Mitochondria represents one of the most essential, investigated organelles of
eukaryotic cells. Due to the relevance of the functions, especially cellular respiration,
mitochondria are subject to continuous oxidative stress stimuli that, over time, can
impair this distinct genome, leading, for example, to several neurodegenerative and
age-related diseases. Today, the growth of next generation sequencing techniques
allows researchers to improve variant detection of mtDNA, increasing, in the
meantime, the quantity and complexity of data produced, making molecular diagnosis
of mitochondrial diseases more challenging. The main issues that will be faced working
with mtDNA high-throughput sequencing deal with detection and interpretation of low
heteroplasmy and homoplasmy levels, variants unrelated to exhibited phenotype and
identification of variants of unknown significance (VUS).

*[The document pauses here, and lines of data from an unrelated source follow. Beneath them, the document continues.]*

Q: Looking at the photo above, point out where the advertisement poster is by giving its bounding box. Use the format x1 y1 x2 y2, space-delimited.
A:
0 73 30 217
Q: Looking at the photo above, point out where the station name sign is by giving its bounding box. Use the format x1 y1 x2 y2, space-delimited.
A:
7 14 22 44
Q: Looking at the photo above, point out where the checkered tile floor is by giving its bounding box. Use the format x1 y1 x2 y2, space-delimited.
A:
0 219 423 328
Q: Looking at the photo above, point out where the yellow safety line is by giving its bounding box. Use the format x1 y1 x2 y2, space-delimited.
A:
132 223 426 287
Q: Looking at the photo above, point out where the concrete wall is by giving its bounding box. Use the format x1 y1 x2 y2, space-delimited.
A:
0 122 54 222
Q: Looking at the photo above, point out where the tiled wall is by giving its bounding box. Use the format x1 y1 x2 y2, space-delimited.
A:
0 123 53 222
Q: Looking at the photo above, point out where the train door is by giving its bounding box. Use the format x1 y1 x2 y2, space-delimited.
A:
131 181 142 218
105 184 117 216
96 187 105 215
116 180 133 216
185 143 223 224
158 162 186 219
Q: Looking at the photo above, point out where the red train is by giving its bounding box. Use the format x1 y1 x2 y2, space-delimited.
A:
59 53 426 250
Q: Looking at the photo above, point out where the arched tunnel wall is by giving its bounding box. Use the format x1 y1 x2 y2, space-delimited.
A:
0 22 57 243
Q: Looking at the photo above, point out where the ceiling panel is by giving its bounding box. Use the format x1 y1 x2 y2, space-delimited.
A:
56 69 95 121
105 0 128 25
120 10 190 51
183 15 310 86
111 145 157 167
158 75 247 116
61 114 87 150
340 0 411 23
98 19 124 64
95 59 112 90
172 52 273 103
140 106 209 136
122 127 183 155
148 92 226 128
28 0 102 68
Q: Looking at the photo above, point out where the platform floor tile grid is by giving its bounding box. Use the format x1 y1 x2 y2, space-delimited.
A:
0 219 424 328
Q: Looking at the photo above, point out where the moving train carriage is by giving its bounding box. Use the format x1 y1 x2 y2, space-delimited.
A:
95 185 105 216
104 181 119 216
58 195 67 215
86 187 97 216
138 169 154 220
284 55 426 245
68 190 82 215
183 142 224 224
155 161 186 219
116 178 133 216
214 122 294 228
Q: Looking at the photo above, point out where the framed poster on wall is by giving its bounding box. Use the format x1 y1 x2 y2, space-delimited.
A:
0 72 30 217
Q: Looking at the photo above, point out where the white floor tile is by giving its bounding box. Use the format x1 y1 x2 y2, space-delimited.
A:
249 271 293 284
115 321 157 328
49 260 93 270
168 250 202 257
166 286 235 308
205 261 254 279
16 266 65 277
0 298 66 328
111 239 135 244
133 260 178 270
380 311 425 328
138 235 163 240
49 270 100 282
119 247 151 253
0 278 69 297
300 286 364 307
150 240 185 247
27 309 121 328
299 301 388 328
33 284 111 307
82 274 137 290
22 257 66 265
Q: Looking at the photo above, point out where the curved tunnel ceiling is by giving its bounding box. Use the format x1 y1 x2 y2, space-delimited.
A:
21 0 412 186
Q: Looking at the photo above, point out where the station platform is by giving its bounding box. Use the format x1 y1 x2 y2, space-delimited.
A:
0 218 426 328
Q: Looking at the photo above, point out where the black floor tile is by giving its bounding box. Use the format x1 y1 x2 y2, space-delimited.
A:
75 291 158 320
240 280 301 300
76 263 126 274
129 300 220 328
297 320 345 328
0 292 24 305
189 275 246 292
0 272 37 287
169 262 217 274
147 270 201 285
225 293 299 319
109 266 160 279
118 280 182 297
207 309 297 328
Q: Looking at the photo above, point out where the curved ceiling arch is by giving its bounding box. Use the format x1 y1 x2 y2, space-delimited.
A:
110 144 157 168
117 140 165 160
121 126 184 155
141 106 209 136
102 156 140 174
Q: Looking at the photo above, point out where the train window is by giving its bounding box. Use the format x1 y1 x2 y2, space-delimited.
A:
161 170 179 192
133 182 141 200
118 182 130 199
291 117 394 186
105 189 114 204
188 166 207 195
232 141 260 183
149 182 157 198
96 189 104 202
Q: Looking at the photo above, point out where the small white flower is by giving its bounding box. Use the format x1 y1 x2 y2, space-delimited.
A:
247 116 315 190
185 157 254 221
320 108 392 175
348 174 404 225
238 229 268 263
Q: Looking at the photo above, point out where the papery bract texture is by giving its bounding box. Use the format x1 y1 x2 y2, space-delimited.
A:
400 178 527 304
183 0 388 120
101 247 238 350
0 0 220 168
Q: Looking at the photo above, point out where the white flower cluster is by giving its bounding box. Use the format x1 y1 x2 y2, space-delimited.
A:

To perform an accurate
analysis of mtDNA variants produced by next generation sequencing experiments, we
propose an integrated approach that foresees the complementary use of the most recent
algorithms applied to mtDNA data, trying to extract the maximum from each one. This
workflow foresaw four macro-phases (mitogenome alignment/assembly, variant
calling, variant annotation and in-silico variant effects predictions), each one
characterized by a mixed output coming from several tools and databases rich in
complementary information on mtDNA variants. In this way, a superior quality output
could be obtained, leading to improved genetic counseling for patients affected by
primary mitochondrial pathologies.
Keywords: AVM, CCM, CLC Genomics Workbench, Mitochondria, mtDNA,
mtDNA-Server, Mitos2, MitoBreak, MVTools, Mitoweb, MtoolBox, MitoTip,
MitImpact 3D, RNA-Seq, RP, SMART2, TRIMITOMICS, VUS, Variants, WES.